The band this fall will be bigger than usual. Leo's backed by the Pharmacists, plus another guitarist and a sax player (who appeared on The Hanged Man). "It has really breathed a new life into a lot of the older songs for me," Leo says. Plus, the bigger band will be able to neatly reproduce the sounds from this current record.

This weekend's crowd can expect a bit of the old-school Ted Leo sound and the new, which will keep things spirited and refreshing in an increasingly alarming world.

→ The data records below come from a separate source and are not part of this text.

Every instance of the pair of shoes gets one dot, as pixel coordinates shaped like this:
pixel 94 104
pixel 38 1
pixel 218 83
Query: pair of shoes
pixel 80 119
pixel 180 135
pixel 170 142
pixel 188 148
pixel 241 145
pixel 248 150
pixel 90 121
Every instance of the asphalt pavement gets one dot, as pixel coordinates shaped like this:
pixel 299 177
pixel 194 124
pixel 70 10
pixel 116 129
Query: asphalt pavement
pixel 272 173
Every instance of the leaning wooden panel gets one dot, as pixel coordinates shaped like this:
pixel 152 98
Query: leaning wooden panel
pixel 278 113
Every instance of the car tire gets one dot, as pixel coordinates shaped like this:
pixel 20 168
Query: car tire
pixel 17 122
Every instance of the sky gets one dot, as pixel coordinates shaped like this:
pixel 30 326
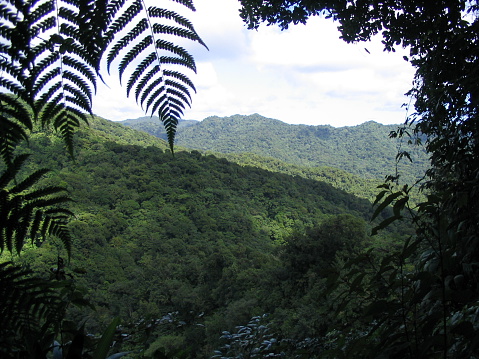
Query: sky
pixel 304 75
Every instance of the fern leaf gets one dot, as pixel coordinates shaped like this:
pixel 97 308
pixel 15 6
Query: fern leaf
pixel 45 8
pixel 147 90
pixel 140 69
pixel 17 109
pixel 11 68
pixel 134 52
pixel 177 61
pixel 11 171
pixel 46 79
pixel 170 122
pixel 84 88
pixel 187 3
pixel 177 50
pixel 126 18
pixel 80 67
pixel 43 26
pixel 181 77
pixel 165 101
pixel 179 88
pixel 179 95
pixel 112 8
pixel 177 31
pixel 12 134
pixel 170 15
pixel 11 86
pixel 69 15
pixel 125 41
pixel 144 81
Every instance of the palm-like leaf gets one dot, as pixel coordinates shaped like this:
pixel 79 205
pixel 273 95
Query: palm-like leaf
pixel 50 55
pixel 29 310
pixel 146 52
pixel 29 213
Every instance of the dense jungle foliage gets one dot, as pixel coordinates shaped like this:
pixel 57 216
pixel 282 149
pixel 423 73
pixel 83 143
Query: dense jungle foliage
pixel 364 150
pixel 291 277
pixel 194 238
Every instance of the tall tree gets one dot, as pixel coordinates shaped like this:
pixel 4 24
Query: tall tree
pixel 432 312
pixel 51 60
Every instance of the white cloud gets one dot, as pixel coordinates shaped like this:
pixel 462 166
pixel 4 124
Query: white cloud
pixel 303 75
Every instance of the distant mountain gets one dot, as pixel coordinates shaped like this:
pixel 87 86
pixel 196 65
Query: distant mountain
pixel 365 150
pixel 153 126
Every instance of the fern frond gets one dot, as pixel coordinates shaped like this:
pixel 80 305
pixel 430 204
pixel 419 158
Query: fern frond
pixel 178 94
pixel 149 88
pixel 82 86
pixel 12 134
pixel 26 211
pixel 170 15
pixel 181 77
pixel 43 26
pixel 170 120
pixel 140 69
pixel 144 81
pixel 126 40
pixel 134 52
pixel 165 101
pixel 112 8
pixel 12 87
pixel 68 14
pixel 187 3
pixel 171 60
pixel 29 306
pixel 41 11
pixel 177 31
pixel 11 171
pixel 179 88
pixel 11 68
pixel 16 109
pixel 81 68
pixel 177 50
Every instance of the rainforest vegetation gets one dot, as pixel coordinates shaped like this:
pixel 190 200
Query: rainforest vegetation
pixel 116 246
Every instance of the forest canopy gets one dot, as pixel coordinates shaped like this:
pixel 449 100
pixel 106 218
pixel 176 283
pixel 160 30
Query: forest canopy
pixel 415 299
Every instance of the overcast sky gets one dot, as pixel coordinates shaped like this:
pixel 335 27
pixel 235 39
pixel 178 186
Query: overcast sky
pixel 305 75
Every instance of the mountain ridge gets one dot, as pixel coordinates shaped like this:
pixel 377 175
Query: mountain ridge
pixel 364 150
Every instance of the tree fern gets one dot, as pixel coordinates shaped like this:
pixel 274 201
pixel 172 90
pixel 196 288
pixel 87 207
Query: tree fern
pixel 146 52
pixel 30 213
pixel 50 60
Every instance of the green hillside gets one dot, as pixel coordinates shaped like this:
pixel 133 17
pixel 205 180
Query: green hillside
pixel 196 239
pixel 364 150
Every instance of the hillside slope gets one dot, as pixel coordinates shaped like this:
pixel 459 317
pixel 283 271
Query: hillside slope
pixel 363 150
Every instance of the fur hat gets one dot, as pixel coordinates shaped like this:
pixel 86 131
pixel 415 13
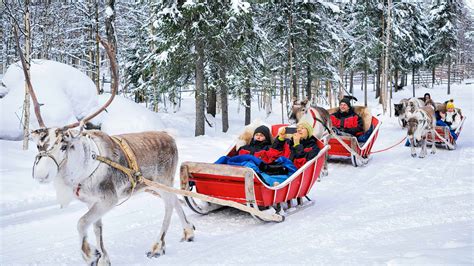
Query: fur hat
pixel 346 101
pixel 449 105
pixel 265 131
pixel 307 126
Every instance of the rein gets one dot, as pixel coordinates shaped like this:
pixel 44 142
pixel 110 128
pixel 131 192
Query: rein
pixel 313 114
pixel 386 149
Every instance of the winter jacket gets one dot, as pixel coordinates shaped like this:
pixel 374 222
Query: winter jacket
pixel 258 149
pixel 452 119
pixel 348 122
pixel 298 154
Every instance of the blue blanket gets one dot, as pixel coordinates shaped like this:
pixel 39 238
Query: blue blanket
pixel 253 162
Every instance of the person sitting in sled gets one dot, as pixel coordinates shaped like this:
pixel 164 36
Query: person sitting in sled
pixel 346 121
pixel 450 118
pixel 301 147
pixel 260 143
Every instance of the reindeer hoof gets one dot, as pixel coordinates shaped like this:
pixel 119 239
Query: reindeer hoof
pixel 96 259
pixel 150 254
pixel 188 234
pixel 157 250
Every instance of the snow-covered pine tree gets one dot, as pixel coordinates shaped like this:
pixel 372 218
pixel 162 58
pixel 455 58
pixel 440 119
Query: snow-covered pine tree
pixel 443 24
pixel 366 46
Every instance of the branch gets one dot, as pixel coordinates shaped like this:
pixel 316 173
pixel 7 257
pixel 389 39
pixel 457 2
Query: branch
pixel 28 80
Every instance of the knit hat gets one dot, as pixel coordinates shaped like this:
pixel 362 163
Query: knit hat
pixel 449 105
pixel 265 131
pixel 307 126
pixel 346 101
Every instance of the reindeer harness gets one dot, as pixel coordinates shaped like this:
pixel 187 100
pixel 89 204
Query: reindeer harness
pixel 133 172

"Despite this being, you know, not an immediately seriously fast punk record or anything, there's actually quite a lot of politics on this record," Leo says, noting that four tunes were written in the final months of production (after the 2016 presidential election). Still, he adds, these are difficult days: “So much of what has gone on is sort of hard to write about, because it’s almost too heavy and I can’t treat it lightly. But at the same time, it’s almost too dumb and insane, and I can’t actually give it the depth that I want to give what I write about politically.

“If you’d asked me in 2008, ‘Would Donald Trump be president?’ and ‘Would I have a saxophone player in the band?'” Leo posited, laughing, “I’d have said no.”

Leo comes to the Grog Shop Sept. 23 as part of the venue's 25th anniversary celebrations. Showtime is 9 p.m., with Obnox and Falling Stars opening. Tickets are $16 this week; $18 on the day of the show.